A sequential test is a sequence of functions \(\phi = (\phi_t)_{t\geq 1}\) where \(\phi_t\) maps \(t\) observations \(Z_1,\dots,Z_t\) to \(\{0,1\}\). Similarly to fixed-time testing \(\phi_t = \phi_t(Z_1,\dots,Z_t)=1\) is interpreted as “reject the null” at which point, in the sequential setting, we stop testing. Thus, a sequential test can equivalently be identified by the stopping time \(\tau = \inf_t \{\phi_t = 1\}\). A sequential test is level-\(\alpha\) if

\[\sup_{P\in H_0} P(\exists t\geq 1: \phi_t=1) = \sup_{P\in H_0} P(\tau < \infty) \leq \alpha,\]meaning \(\phi\) controls the type I error simultaneously over all time steps.

As one would expect, the duality for sequential testing is based off of confidence sequences, which are confidence intervals that hold uniformly over time. More precisely, a confidence sequence for a parameter \(\theta\) is a random sequence of sets \(C = (C_t)_{t\geq 1}\) such that

\[\sup_{P\in \cP(\theta)} P(\forall t\geq 1: \theta \in C_t)\geq 1-\alpha.\]The duality between sequential tests and confidence sequences is nearly identical to the fixed-time setting. Given a \((1-\alpha)\)-confidence sequence \((C_t)\), defining \(\phi_t = \ind(\theta^* \notin C_t)\) gives a level-\(\alpha\) test. Likewise, if \(\phi = (\phi_t)\) is a level-\(\alpha\) sequential test then taking \(C_t = \{\theta: \phi_t^\theta = 0\}\) results in a \((1-\alpha)\) confidence sequence.

# 3. Constructing sequential tests

Noticing the duality between sequential tests and confidence sequences is all well and good – but does it help us when actually constructing sequential tests?

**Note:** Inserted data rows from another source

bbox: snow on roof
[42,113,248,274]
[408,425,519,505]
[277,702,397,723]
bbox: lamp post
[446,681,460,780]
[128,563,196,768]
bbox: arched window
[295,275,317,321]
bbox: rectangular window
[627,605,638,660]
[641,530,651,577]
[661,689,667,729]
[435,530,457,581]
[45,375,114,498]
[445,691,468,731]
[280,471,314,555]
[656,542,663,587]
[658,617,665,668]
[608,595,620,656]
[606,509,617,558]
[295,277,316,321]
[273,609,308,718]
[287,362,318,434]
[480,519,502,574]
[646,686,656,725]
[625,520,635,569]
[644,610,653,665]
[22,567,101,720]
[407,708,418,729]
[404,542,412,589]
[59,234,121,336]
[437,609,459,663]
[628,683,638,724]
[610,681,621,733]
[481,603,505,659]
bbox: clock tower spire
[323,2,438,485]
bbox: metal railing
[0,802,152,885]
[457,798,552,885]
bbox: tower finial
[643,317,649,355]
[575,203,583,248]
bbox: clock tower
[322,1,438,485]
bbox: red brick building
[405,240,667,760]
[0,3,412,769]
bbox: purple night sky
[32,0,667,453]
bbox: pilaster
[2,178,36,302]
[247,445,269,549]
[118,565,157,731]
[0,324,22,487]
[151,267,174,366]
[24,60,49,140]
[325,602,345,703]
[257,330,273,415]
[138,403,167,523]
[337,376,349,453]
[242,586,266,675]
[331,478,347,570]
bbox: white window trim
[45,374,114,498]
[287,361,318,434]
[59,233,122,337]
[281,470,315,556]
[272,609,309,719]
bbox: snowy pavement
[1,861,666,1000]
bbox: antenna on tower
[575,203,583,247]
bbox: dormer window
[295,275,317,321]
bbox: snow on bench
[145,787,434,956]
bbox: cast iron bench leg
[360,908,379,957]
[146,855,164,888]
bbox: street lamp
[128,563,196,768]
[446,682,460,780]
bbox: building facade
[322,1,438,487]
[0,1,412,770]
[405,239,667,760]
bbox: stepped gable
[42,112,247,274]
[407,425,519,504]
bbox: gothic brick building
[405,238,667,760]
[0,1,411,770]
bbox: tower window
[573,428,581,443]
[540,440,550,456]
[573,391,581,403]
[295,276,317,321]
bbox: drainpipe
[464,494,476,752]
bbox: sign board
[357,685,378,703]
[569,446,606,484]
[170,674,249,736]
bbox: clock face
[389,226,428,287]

We’ve seen before how to construct confidence sequences using (super)martingales. We do this by employing Ville’s inequality. This relationship is a large part of the recent surge of interest in anytime-valid inference and game-theoretic probability. Indeed, the wealth process from the latter, which we recall is

\[\cK_t(\mu) = \prod_{i=1}^t (1 + \lambda_i (X_i - \mu)),\]is a \(P\)-martingale for any distribution \(P\) on \([0,1]^\infty\) with mean \(\mu\).

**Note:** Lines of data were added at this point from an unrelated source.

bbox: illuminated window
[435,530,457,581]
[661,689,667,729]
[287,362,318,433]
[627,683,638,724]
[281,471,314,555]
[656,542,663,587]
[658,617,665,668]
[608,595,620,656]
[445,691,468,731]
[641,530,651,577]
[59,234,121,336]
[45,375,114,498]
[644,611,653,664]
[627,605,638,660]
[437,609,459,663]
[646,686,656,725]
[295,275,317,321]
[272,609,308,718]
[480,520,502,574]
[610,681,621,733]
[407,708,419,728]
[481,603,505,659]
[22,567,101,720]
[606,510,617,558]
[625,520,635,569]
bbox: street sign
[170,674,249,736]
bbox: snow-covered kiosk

But notice we can generalize this further. Indeed, suppose \(E=(E_t)_{t\geq 1}\) is a sequence such that, for all \(P\in \cP\) there exists some (super)martingale \(M_t^P\) such that

\[E_t \leq M_t^P\quad P\text{-almost surely}.\]Then, the probability that \(E_t\) ever exceeds \(1/\alpha\) under any \(P\in \cP\) is also bounded by \(\alpha\). This immediately yields a sequential test for the null \(H_0: P \in \cP\) versus \(H_1: P\notin \cP\): set \(\tau = \inf_t \{ E_t > 1/\alpha\}\).

The construction is general enough that such processes have been given a name: *e-processes*. At any time \(t\) the value \(E_t\) of an e-process is an *e-value* for \(\cP\), which simply a random variable with expected value at most 1 under any \(P\in\cP\). This is because \(\E_P[E_t ]\leq \E_P[M_t^P]\leq 1\).

In fact, it has been shown that “well-behaved” e-processes must obey \(E_t = \inf_P M_t^P\). Therefore, if \(\cP = \{P\}\) is a singleton and \(M_t^P\) is a martingale (as opposed to a supermartingale), then

\[1 = \E_P [M_t^P] = \E_P [E_t] = \int E_t dP,\]which implies that \(E_t dP\) is the density of some distribution \(Q\). That is, \(dQ = E_t dP\), so \(E_t\) is the Radon-Nikodym derivative \(dQ / dP\). Thus, in this case, we have simply recovered the likelihood ratio-test (based on the samples \(X_1,\dots,X_t\))! In fact, this shows that the likelihood-ratio test is anytime-valid. But the theory of e-processes is more general than this, since we may consider composite distributions \(\cP\) (such as, e.g., the set of all bounded distibutions with a common mean).

The moral of the story is: If we can find an e-process for \(\cP\), then we have a sequential test for \(H_0: P\in \cP\), \(H_1:P\notin \cP\). And finding e-processes is made easier via various tools from sequential analysis: martingales, Ville’s inequality, and game-theoretic probability.